Photos is quite frankly an awful piece of software. Ive long been a fan of Aperture and iPhoto but Apple abandonned photography for serious photographers with Photos and Ive now moved fully over to Photoshop CC and Lightroom CC. 
Now the company is run by an accountant I doubt they care much about professional or niche markets.


----------



## neuroanatomist (May 5, 2015)

Yay. Now if I get a 5Ds it will work with Photos. Ok, not so yay. :

(Actually, I'm still using Aperture for library management, and will keep doing so until a future OS X update breaks it.)


----------



## RGF (May 5, 2015)

Wonder how they got their hands on a 5DS(R) to develop the software.


----------



## dolina (May 5, 2015)

neuroanatomist said:


> Yay. Now if I get a 5Ds it will work with Photos. Ok, not so yay. :
> 
> (Actually, I'm still using Aperture for library management, and will keep doing so until a future OS X update breaks it.)


Same with you I will be using Aperture until a time when it stops working. Aperture was a major reason why I still bought a Mac despite Windows' strides to improvement. With other RAW workflows being crossplatform I may buy a custom built PC. 

I do wonder if I can use RAWs from a 5DSR beta body.


----------



## neuroanatomist (May 5, 2015)

RGF said:


> Wonder how they got their hands on a 5DS(R) to develop the software.



No doubt Canon supplies them with RAW files, I don't see why they'd need an actual camera for Camera RAW updates, given that USB interfaces follow a standard protocol. Similarly, Apple provides alpha/beta OS updates to Canon for them to test their software in that environment.


----------



## dolina (May 5, 2015)

neuroanatomist said:


> RGF said:
> 
> 
> > Wonder how they got their hands on a 5DS(R) to develop the software.
> ...


Didn't you just hit 10,000 posts last month?


----------



## PureClassA (May 5, 2015)

I don't know what the sales figures of Aperture were, but I suspect the larger sales of things like LR plus the fact that apple is more interested in quick and dirty apps like iPhoto which is far more akin to their average picture taking user (facebook/instagram iPhone shooters). Was there some official statement from Apple as to why they dumped the software?


----------



## JMZawodny (May 5, 2015)

Only works for OS X 10.10.


----------



## melbournite (May 5, 2015)

neuroanatomist said:


> (Actually, I'm still using Aperture for library management, and will keep doing so until a future OS X update breaks it.)

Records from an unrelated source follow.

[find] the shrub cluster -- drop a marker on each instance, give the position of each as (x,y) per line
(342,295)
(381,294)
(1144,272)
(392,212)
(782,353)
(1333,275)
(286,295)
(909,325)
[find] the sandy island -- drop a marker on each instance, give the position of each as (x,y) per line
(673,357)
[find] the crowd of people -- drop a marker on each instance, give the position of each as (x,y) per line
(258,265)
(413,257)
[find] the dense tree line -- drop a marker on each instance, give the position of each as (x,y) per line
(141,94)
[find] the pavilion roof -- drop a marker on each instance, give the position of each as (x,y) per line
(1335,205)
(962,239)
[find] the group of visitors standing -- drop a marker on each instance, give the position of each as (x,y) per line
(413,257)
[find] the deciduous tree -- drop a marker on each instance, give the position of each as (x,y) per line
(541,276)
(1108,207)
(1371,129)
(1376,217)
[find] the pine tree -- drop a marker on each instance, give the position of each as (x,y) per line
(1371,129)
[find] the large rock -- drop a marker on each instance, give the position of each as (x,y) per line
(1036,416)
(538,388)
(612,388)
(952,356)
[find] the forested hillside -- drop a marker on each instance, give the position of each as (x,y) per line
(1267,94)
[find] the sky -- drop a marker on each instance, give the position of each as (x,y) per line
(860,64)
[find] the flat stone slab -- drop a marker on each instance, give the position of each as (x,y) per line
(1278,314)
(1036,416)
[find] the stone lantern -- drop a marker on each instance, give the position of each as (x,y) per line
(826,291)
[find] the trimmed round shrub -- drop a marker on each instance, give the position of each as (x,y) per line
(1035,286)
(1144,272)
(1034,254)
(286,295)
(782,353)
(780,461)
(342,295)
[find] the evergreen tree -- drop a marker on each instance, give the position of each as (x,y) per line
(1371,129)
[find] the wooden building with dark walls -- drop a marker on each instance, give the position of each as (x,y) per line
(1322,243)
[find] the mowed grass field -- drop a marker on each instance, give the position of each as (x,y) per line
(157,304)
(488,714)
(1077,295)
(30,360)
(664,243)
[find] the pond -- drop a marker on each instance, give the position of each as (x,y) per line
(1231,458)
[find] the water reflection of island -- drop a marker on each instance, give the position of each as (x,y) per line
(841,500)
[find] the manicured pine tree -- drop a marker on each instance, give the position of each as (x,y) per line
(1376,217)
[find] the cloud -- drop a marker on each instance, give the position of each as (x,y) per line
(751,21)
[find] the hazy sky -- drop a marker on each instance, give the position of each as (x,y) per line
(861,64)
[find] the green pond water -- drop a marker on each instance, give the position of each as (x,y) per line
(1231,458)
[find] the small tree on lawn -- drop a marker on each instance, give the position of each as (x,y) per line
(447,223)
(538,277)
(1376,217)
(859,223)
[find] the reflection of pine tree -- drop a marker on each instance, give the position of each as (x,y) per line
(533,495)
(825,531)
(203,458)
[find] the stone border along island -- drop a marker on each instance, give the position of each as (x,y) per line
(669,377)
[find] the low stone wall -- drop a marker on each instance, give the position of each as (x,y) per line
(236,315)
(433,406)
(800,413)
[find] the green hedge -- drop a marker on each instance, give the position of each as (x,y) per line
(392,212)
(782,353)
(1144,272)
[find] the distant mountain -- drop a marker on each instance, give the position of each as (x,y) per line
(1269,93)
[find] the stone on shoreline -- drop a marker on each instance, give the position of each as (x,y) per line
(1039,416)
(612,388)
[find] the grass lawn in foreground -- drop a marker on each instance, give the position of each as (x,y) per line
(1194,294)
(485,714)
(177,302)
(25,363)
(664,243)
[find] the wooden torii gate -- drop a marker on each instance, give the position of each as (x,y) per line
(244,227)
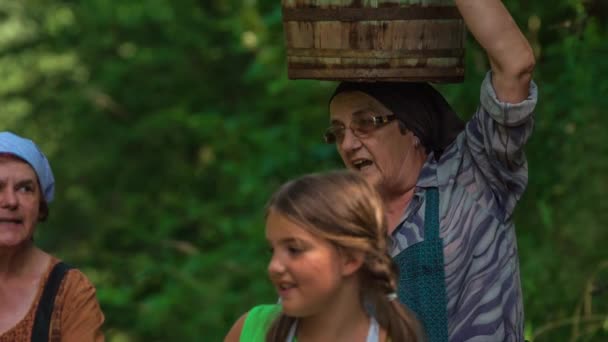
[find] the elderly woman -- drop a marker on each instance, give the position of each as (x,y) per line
(41,298)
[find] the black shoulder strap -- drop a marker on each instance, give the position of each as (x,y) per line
(42,321)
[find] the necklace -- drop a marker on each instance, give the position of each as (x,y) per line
(373,334)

Me to. I'm using it on 10.9 and since this update is only for 10.10 does this mean they will never update Digital Camera RAW for older operating systems? Does anybody have an idea about this?

(I just bought an M3 and I'm restricted to using JPG's with my current setup).


----------



## neuroanatomist (May 6, 2015)

melbournite said:


> neuroanatomist said:
> 
> 
> > (Actually, I'm still using Aperture for library management, and will keep doing so until a future OS X update breaks it.)
> ...



You need to update the OS to get support for newer cameras. 

https://support.apple.com/en-us/HT201071

But...no point for now, since it appears Yosemite doesn't support the M3 anyway.


----------



## Canon1 (May 7, 2015)

melbournite said:


> neuroanatomist said:
> 
> 
> > (Actually, I'm still using Aperture for library management, and will keep doing so until a future OS X update breaks it.)
> ...



You could shoot in raw and use dpp to batch convert the files to tif. Not quite a raw or DNG file but pretty close. Certainly better than jpg.


----------



## melbournite (May 7, 2015)

Thanks both Neuro and Canon1 for your answers and suggestions.

I keep forgetting the consequences of early adoption.


----------



## neuroanatomist (May 7, 2015)

If you buy a new model and want to shoot RAW, that often means DPP is part of your workflow for a period of time.


----------



## balvert (May 7, 2015)

I gave up on Apple photography software when Apple gave up on it. I use Lightroom, Perfect Photo Suite and NIK Collection. I still have Aperture on the computer but will be uninstalling it as I have no longer any use for it.


----------